Ezra jest zabójcą, przypomniał sobie. A my musimy z czegoś żyć.
    – Trudno było go nie zauważyć – sarknął czarnowłosy, zbliżył się i złożył pocałunek na czole Shi. – Poszło ci niesamowicie, na pewno po takim czymś zostaniesz zasypany ofertami pracy…
– Nie zgodzę się na zlecenia spalenia domów z ludźmi w środku.
    – Wiem o tym, słońce. – Ezra przyciągnął Shileiaha do siebie, kładąc podbródek na jego głowie. – Nie będziesz robił nic, czego zrobić nie chcesz.
    – Przepraszam – wymamrotał Blackburn w odpowiedzi, splatając swoje ręce na plecach czarnowłosego.
    – Nie masz za co. Jakoś udaje się nam wiązać koniec z końcem. Poza tym... – Ezra zawiesił głos. – Więcej osób przychodzi do mnie ze zleceniami.
    – W końcu trafisz na kogoś, kto będzie lepszy niż ty. – Shileiah odsunął się, by popatrzeć zabójcy w twarz. Ten parsknął.
    – Uwierz we mnie. Jakoś to będzie.
Ktoś wpadł na nich, sprawiając, że potoczyli się na ścianę. Ezra posłał groźne spojrzenie pijakowi w masce tygrysa, który wylądowal u ich stóp. Nie zbeształ go jednak i tylko popatrzył się na Shi.
    – Chodź – powiedział. – Niedługo północ, musimy znaleźć dobre miejsca.
     Arystokrata splótł ich dłonie i dał się pociągnąć Ezrze w głąb alejki, z dala od tłumu na placu.

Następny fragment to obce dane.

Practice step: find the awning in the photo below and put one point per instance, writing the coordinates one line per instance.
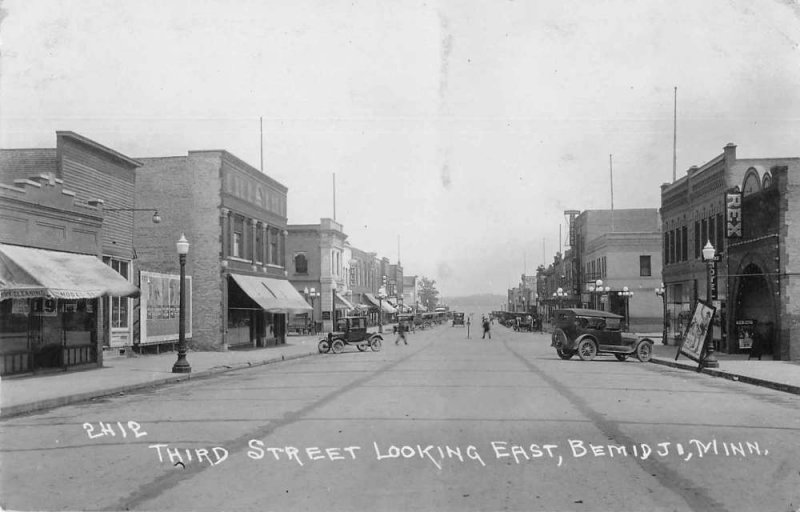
(344, 303)
(273, 295)
(380, 304)
(29, 273)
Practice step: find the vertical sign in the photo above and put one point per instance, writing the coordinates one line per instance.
(733, 214)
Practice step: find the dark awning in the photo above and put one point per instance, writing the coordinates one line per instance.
(29, 273)
(273, 295)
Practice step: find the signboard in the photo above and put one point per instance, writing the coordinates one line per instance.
(697, 334)
(159, 307)
(733, 214)
(744, 333)
(712, 269)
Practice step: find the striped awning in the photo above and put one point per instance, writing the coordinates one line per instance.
(29, 273)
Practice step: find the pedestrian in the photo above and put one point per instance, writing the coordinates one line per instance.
(401, 334)
(486, 328)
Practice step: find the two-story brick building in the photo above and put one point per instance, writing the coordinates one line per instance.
(234, 217)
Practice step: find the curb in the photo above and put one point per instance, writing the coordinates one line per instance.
(52, 403)
(786, 388)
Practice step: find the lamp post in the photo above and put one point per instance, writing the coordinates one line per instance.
(626, 295)
(381, 297)
(709, 253)
(182, 365)
(662, 292)
(312, 294)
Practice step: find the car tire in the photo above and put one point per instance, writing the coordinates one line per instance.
(559, 337)
(587, 349)
(644, 351)
(565, 354)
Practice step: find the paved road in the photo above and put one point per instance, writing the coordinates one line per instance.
(444, 423)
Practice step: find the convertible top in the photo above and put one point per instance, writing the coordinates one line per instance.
(589, 312)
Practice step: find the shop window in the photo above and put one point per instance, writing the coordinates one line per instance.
(644, 266)
(300, 264)
(119, 305)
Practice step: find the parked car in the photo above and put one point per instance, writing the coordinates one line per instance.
(350, 331)
(589, 332)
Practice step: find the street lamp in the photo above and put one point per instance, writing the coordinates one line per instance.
(709, 361)
(662, 292)
(381, 297)
(182, 365)
(626, 295)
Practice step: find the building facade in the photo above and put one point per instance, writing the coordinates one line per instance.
(92, 171)
(317, 252)
(234, 217)
(695, 210)
(55, 291)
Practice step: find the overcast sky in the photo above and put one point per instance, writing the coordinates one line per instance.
(461, 129)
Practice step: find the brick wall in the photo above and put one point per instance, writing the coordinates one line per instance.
(187, 192)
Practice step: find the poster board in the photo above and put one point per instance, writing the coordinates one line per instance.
(698, 332)
(159, 307)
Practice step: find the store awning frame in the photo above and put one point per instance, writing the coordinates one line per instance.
(30, 273)
(272, 295)
(344, 302)
(387, 308)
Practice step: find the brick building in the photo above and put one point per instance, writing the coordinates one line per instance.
(92, 171)
(55, 291)
(317, 253)
(234, 217)
(693, 213)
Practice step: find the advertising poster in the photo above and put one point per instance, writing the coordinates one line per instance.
(697, 334)
(160, 305)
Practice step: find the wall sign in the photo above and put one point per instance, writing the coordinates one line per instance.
(733, 214)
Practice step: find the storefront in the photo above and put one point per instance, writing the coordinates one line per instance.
(258, 308)
(51, 307)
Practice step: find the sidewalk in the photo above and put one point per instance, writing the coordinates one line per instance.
(779, 375)
(24, 394)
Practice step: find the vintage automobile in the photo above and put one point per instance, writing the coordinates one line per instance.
(350, 331)
(589, 332)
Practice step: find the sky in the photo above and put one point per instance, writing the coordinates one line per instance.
(458, 132)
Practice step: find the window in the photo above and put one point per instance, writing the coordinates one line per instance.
(300, 264)
(644, 266)
(119, 305)
(238, 239)
(685, 243)
(697, 247)
(273, 242)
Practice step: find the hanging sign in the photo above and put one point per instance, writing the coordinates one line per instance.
(733, 214)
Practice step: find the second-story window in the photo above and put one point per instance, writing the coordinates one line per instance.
(238, 237)
(300, 264)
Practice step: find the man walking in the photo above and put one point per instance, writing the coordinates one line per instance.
(401, 334)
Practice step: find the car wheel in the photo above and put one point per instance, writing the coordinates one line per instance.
(559, 338)
(565, 354)
(644, 351)
(587, 349)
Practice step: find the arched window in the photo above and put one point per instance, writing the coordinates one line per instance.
(300, 264)
(752, 183)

Na ulicach jednak  również tańczyli ludzie, którzy swoimi pląsami utrudniali posuwanie się do przodu dwójce młodzieńcom. Czarnowłosy skręcił w węższą uliczkę i przystanął przed stertą śmieci, których ustawienie pozornie wyglądało na bezmyślnie, ale Shi wiedział, co to jest - pewien rodzaj drabiny umożliwiającej wdrapanie na sam szczyt dachu.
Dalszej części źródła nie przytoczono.